Claude spends hours ‘in the house’ helping Rapha Jr. with his mathematics, and even more hours sitting around with the family: eating pizza, watching TV and observing Esther’s ‘middle-class curves’. Claude’s stories are astute, sexual and obsessive and always end with a ‘to be continued …’ They capture the imagination of the cynical Germain and his gallery-owner wife Jeanne (Kristin Scott Thomas); so much so that Germain decides to give Claude one-to-one sessions in story-telling technique.

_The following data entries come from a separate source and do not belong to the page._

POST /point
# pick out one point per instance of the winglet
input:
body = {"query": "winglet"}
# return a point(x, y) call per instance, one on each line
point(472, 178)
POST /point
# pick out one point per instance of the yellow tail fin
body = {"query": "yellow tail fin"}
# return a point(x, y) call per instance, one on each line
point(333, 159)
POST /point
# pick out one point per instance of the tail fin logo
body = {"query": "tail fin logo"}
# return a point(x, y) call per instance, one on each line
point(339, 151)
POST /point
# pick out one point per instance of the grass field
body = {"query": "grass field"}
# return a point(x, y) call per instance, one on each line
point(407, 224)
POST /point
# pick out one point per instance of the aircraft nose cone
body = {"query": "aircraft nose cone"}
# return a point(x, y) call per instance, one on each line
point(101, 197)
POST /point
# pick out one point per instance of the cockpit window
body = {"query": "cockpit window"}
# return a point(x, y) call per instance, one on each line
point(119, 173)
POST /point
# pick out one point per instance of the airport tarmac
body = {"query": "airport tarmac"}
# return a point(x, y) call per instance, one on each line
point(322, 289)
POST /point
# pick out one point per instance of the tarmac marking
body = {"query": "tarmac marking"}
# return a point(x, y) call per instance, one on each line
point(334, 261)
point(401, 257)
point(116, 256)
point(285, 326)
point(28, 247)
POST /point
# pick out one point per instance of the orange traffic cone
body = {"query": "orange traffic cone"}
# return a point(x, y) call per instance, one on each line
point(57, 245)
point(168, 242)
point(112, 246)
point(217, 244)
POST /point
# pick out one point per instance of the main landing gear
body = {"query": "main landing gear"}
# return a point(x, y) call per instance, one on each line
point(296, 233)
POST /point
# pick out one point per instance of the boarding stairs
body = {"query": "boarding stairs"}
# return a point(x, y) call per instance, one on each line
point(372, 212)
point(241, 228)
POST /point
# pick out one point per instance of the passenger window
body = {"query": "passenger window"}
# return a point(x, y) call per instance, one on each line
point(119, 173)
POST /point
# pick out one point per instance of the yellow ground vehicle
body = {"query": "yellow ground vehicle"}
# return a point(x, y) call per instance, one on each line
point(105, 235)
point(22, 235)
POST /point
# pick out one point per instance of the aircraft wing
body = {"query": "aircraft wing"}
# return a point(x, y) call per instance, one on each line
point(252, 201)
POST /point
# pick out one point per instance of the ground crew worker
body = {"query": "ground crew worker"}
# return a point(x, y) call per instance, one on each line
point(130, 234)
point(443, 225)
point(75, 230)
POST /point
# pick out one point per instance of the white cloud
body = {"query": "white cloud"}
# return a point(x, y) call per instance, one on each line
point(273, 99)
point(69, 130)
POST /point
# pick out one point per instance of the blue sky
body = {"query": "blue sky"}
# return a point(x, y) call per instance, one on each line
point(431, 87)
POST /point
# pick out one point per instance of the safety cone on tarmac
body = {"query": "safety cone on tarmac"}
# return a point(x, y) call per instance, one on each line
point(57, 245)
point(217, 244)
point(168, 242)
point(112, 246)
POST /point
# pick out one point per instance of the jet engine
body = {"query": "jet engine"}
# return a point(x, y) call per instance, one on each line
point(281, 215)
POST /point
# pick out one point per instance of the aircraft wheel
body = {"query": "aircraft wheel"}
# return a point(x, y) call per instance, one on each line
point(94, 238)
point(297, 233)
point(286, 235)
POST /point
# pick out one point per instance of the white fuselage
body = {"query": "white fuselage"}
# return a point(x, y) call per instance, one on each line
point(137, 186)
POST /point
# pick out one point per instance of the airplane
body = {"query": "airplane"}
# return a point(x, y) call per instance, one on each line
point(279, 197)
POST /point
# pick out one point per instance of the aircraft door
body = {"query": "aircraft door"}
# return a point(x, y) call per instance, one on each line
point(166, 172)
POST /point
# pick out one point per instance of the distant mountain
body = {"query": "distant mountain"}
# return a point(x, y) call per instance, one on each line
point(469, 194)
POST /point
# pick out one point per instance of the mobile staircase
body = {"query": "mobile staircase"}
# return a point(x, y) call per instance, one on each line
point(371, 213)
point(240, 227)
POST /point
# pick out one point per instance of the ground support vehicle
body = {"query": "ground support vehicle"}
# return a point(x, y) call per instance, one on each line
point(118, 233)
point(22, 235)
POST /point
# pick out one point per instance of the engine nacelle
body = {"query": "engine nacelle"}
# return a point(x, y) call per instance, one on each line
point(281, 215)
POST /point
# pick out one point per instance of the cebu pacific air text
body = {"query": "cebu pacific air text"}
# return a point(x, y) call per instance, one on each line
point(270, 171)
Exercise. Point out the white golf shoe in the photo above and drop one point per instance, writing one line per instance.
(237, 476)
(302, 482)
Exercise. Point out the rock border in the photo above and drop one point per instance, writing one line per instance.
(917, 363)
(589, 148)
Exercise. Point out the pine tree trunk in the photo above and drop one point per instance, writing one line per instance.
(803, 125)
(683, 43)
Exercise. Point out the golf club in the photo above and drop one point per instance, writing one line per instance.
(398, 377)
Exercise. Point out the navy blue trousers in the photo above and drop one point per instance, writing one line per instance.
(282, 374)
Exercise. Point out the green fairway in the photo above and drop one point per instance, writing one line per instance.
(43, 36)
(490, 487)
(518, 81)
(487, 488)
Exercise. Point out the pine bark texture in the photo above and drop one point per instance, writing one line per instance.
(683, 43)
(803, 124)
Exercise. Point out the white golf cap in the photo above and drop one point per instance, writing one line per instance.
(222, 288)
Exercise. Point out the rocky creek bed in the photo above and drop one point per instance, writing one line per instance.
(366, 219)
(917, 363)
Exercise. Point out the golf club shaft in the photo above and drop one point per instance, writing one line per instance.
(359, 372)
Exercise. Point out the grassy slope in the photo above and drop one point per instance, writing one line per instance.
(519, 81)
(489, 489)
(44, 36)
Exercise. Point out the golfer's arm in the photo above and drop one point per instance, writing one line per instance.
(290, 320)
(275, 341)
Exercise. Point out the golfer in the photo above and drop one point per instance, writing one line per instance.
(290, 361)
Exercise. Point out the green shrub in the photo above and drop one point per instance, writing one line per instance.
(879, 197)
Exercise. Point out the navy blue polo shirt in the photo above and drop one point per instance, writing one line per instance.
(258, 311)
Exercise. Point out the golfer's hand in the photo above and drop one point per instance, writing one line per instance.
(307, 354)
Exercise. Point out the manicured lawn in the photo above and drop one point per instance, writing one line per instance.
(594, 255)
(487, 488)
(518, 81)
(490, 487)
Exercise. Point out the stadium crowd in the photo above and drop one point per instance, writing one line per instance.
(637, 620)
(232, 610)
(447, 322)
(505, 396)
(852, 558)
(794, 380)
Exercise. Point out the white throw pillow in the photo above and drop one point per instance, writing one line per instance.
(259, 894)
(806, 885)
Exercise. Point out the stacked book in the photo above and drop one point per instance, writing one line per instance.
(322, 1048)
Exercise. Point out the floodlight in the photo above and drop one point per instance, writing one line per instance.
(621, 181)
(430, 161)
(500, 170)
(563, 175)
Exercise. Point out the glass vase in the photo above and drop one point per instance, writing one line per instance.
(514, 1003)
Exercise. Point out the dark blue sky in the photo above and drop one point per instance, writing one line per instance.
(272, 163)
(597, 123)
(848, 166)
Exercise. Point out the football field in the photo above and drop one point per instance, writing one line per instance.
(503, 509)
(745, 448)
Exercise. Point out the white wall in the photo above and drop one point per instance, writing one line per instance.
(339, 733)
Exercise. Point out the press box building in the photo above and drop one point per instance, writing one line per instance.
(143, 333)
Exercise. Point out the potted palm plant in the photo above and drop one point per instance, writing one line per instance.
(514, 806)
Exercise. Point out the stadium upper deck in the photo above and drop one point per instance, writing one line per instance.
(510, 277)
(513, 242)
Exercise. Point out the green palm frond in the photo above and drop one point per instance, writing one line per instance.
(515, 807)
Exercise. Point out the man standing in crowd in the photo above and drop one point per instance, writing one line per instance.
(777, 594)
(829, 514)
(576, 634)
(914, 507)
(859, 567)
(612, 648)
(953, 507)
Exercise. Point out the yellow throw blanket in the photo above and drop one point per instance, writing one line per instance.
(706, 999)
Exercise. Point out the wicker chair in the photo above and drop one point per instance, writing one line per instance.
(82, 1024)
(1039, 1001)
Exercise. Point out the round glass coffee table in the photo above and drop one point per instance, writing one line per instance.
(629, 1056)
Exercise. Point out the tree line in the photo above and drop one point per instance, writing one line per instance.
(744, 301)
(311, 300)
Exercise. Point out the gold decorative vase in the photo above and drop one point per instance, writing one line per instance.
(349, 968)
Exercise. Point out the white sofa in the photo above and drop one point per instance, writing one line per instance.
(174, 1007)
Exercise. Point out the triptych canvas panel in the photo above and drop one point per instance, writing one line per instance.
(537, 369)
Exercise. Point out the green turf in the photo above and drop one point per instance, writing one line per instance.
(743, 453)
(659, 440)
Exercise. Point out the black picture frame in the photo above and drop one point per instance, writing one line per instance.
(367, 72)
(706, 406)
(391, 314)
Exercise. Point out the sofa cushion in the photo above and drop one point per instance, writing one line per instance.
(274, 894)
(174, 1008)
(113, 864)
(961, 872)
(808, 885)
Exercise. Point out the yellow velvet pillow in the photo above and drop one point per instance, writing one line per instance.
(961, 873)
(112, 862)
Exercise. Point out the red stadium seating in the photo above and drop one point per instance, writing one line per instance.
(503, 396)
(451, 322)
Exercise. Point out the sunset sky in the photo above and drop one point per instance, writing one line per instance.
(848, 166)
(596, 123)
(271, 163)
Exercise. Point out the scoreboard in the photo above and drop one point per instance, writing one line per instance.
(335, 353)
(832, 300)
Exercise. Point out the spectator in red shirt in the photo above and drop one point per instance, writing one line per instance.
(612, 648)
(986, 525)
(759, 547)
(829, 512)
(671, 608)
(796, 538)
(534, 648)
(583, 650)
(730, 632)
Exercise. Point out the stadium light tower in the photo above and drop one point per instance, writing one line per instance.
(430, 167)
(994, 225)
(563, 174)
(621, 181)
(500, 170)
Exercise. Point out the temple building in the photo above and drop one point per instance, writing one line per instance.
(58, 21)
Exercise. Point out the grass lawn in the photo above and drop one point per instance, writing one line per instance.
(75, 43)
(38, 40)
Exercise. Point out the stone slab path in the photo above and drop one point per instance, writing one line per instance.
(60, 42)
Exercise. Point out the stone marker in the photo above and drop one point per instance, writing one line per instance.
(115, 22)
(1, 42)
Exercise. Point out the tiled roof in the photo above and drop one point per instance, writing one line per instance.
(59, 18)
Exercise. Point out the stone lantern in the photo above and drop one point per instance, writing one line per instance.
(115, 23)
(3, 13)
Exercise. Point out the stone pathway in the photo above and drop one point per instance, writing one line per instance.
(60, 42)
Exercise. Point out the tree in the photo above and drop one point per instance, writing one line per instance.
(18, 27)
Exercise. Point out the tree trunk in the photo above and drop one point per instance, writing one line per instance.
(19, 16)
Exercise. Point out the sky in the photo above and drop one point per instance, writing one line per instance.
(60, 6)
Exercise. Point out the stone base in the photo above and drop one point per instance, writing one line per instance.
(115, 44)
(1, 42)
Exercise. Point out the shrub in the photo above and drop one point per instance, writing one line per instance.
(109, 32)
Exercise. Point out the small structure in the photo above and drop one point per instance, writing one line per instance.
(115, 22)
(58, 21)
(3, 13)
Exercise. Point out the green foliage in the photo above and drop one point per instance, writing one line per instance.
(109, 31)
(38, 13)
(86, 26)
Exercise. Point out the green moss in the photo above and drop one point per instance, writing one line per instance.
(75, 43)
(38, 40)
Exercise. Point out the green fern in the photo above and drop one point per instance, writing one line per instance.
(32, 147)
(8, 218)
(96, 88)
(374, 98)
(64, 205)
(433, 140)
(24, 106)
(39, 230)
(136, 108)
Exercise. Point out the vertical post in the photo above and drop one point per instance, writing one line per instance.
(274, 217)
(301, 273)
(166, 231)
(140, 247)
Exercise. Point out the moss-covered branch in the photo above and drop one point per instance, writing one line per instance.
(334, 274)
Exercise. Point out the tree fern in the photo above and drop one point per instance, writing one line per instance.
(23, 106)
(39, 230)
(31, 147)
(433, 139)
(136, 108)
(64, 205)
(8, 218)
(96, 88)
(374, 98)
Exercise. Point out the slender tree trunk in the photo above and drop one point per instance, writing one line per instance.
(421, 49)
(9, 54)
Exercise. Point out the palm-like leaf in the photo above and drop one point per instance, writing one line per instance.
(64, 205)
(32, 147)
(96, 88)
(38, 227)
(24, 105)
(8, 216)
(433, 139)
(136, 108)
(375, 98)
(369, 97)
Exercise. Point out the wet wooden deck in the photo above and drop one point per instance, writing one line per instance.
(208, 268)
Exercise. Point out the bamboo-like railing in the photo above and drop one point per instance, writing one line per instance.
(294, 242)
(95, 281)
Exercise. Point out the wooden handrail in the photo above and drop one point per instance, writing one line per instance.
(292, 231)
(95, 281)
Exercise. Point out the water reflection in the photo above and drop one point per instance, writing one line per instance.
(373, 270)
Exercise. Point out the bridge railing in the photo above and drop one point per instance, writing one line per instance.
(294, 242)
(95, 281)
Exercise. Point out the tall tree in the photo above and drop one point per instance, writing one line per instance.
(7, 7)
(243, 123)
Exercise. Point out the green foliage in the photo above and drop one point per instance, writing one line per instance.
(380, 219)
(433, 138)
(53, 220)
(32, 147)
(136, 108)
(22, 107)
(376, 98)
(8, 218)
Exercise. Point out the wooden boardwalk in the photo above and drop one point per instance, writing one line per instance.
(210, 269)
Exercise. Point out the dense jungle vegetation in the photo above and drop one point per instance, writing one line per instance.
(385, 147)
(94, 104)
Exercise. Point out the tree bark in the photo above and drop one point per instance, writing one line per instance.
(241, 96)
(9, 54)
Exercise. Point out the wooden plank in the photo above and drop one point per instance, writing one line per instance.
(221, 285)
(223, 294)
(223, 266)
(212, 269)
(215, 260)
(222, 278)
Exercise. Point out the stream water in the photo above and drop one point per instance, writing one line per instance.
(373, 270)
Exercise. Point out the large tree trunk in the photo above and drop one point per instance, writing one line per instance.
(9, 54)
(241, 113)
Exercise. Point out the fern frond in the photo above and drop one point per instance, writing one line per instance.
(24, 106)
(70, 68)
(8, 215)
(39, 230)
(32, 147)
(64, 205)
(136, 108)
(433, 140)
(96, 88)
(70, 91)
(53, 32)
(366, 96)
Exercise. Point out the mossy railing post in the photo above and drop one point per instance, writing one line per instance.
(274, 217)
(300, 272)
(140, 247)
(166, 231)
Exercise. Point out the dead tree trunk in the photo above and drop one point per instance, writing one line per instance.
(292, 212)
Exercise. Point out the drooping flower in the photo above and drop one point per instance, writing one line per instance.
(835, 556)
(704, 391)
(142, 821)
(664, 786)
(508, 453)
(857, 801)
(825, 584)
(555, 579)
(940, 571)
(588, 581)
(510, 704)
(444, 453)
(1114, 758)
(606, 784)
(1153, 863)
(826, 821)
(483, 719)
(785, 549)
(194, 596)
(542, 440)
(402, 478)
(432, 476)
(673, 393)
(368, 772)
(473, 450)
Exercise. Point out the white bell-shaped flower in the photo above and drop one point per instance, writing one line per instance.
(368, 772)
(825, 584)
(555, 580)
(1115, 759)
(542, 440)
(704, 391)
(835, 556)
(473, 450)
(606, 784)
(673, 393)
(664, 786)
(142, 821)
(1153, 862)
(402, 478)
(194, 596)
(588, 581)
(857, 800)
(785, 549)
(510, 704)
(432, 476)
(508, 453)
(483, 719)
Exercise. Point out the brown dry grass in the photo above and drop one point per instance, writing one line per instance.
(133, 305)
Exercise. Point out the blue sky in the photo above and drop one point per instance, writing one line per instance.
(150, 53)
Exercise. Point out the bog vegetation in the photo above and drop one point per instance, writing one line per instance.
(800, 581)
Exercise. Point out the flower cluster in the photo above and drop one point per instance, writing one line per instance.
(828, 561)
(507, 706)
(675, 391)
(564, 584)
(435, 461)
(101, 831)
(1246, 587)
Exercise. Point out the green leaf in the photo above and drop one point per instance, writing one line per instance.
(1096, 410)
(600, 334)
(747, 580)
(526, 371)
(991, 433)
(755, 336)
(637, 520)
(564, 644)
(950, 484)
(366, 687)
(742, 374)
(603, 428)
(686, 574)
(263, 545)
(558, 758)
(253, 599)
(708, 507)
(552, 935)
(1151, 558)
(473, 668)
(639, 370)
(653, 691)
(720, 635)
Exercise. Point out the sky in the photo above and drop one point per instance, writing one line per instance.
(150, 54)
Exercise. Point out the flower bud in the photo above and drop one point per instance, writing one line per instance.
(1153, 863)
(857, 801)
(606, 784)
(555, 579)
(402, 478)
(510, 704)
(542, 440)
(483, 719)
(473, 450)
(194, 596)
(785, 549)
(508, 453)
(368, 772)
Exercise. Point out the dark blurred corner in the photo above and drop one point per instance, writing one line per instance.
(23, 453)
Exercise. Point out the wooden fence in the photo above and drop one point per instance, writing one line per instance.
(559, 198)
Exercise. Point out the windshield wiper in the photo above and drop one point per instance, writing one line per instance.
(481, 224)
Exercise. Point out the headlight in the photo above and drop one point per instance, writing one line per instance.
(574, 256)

Fabrice Luchini registers a sublime performance as a weary teacher, fed-up with bureaucracy and vapid students. His gentle grumpiness and reigned-in emotion is winning, charming with each fear, disappointment and reserved surprise. Germain is on a mission to mentor and shape Claude’s writing. ‘Who do you write for?’ and ‘Are you writing what you see, or are you transforming it?’ are questions which bring Claude closer to his subjects, easing his loneliness and increasing his passion for the mother.
Before long, Claude crosses the line between the safe, distanced observations of a writer and the desire to control reality, in order to fulfill his desire and meet the narrative peaks of his story. Germain and his wife become more obsessed with Claude’s account of events ‘in the house’, the private domain, and there are serious consequences.
François Ozon’s script (based on the play by Juan Mayorga) is dense with meaning and irony, warranting the length of a longer piece of writing. Yet its rich poetry is directed with Ozon’s characteristic magician-lightness. He liberally dusts the film’s complex heart with luminous dexterity, making it camp, intellectually stimulating and with a quiet aorta of menace.
Claude is the vulnerable auteur, the pale moon behind a stormy cloud, at one with his human need to be loved, yet with a need to control and create devastating fiction. The finale is a surprise, fitting with Germain’s instruction on what makes a good ending: when the reader says ‘I didn’t expect that, but it couldn’t end any other way.’